The preference for low quality in Italian academia

by on September 12, 2010 at 7:34 am in Economics, Education | Permalink

There is a relatively new paper by Diego Gambetta and Gloria Origgi, here is the abstract:

We investigate a phenomenon which we have experienced as common when dealing with an assortment of Italian public and private institutions: people promise to exchange high quality goods and services (H), but then something goes wrong and the quality delivered is lower than promised (L). While this is perceived as ‘cheating’ by outsiders, insiders seem not only to adapt but to rely on this outcome. They do not resent low quality exchanges, in fact they seem to resent high quality ones, and are inclined to ostracise and avoid dealing with agents who deliver high quality. This equilibrium violates the standard preference ranking associated to the prisoner’s dilemma and similar games, whereby self-interested rational agents prefer to dish out low quality in exchange for high quality. While equally ‘lazy’, agents in our L-worlds are nonetheless oddly ‘pro-social’: to the advantage of maximizing their raw self-interest, they prefer to receive low quality provided that they too can in exchange deliver low quality without embarrassment. They develop a set of oblique social norms to sustain their preferred equilibrium when threatened by intrusions of high quality. We argue that cooperation is not always for the better: high quality collective outcomes are not only endangered by self-interested individual defectors, but by ‘cartels’ of mutually satisfied mediocrities.

It is common practice, for instance, that high quality providers are not trusted because they are not signaling the appropriate kind of loyalty.  Might this model also apply outside of Italian academia?

Hat tip goes to Seth Roberts.

1 A. September 12, 2010 at 9:06 am

I think I’ve seen this before, as a (partial) explanation for the “acting white” phenomenon.

2 Erik Brynjolfsson September 12, 2010 at 11:00 am

From the abstract: “they prefer to receive low quality provided that they too can in exchange deliver low quality without embarrassment”

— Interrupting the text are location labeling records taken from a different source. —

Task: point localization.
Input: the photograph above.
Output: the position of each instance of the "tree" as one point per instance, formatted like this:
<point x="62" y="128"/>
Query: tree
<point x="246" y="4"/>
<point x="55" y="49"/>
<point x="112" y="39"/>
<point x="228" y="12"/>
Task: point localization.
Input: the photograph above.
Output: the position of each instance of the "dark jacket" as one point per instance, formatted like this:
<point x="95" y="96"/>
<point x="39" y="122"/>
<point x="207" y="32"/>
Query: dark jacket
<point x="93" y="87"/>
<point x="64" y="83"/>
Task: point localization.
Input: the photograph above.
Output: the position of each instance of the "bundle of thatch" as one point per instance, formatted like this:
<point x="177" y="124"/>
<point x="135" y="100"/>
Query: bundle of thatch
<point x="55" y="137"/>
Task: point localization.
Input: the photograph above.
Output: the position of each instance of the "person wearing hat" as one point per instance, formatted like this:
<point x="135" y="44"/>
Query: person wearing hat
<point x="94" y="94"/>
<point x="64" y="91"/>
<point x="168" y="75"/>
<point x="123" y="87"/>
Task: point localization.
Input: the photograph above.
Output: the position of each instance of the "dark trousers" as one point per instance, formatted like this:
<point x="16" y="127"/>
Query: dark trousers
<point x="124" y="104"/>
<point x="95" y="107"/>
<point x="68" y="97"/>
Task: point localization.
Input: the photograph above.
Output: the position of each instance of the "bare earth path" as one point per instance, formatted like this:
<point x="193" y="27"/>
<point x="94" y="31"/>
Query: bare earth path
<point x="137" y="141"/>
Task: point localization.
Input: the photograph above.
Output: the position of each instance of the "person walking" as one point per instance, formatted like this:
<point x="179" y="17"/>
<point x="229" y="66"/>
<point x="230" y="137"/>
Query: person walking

This implies that the total surplus from L/L (net of production costs) is greater than the surplus from H/H. Just because quality is “high”, it doesn’t mean it creates more net value, after subtracting out the costs of production. It is possible for quality to be too high, just as it can be too low — 6 sigma manufacturing quality might be worthwhile, but 20 sigma probably isn’t. I haven’t read the paper yet, but it’s not clear to me that cooperation on L/L “is not … for the better” in this particular case.

3 Barkley Rosser September 12, 2010 at 12:26 pm

Despite this sort of story and related slams, there is some very interesting work being done in a number of Italian economics departments. They are among the world’s leaders now in such areas as complexity and econophysics.

4 Baphomet September 12, 2010 at 2:24 pm

The latest news is that Diego Gambetta has mysteriously disappeared.

5 bel September 12, 2010 at 2:49 pm

Yes, you posted about it time ago. Oreos in afroamerican communities.
If someone is better the rest look worst. That why good students are hated in any school around the world.
mediocrity compact? it could be worst, i know very bad professors that still dare to give bad grades. It s common but not openly

6 Bob Knaus September 12, 2010 at 3:40 pm

Jeez, bel, lighten up. A guy who publishes research on the Mafia ought to expect jokes of that nature… and a guy who publishes a book with a cover like this would probably find it funny:

7 Someone from the other side September 12, 2010 at 4:09 pm

A Skoda is basically a VW made in Eastern Europe. And with slightly worse design but at 40% off, it might still be worth it.

8 hix September 13, 2010 at 3:51 am

Interesting no matter if left or right American, everyone unquestioned believes that one paper about Italian academia that fits ethnical stereotypes about Italy tells the truth.

9 techreseller September 13, 2010 at 3:00 pm

The sort of compact, like the 2nd Law of Thermodynamics, only works in a closed system. As soon as someone goes outside the system (outside Italy for example), the compact falls apart. In the short run, those who deliver low quality win. In the long run, the system itself gets displaced by higher quality outsiders.

Sort of like when the Japanese banned Western weapons. That worked until Commodore Perry steamed into the harbor with fully loaded warships.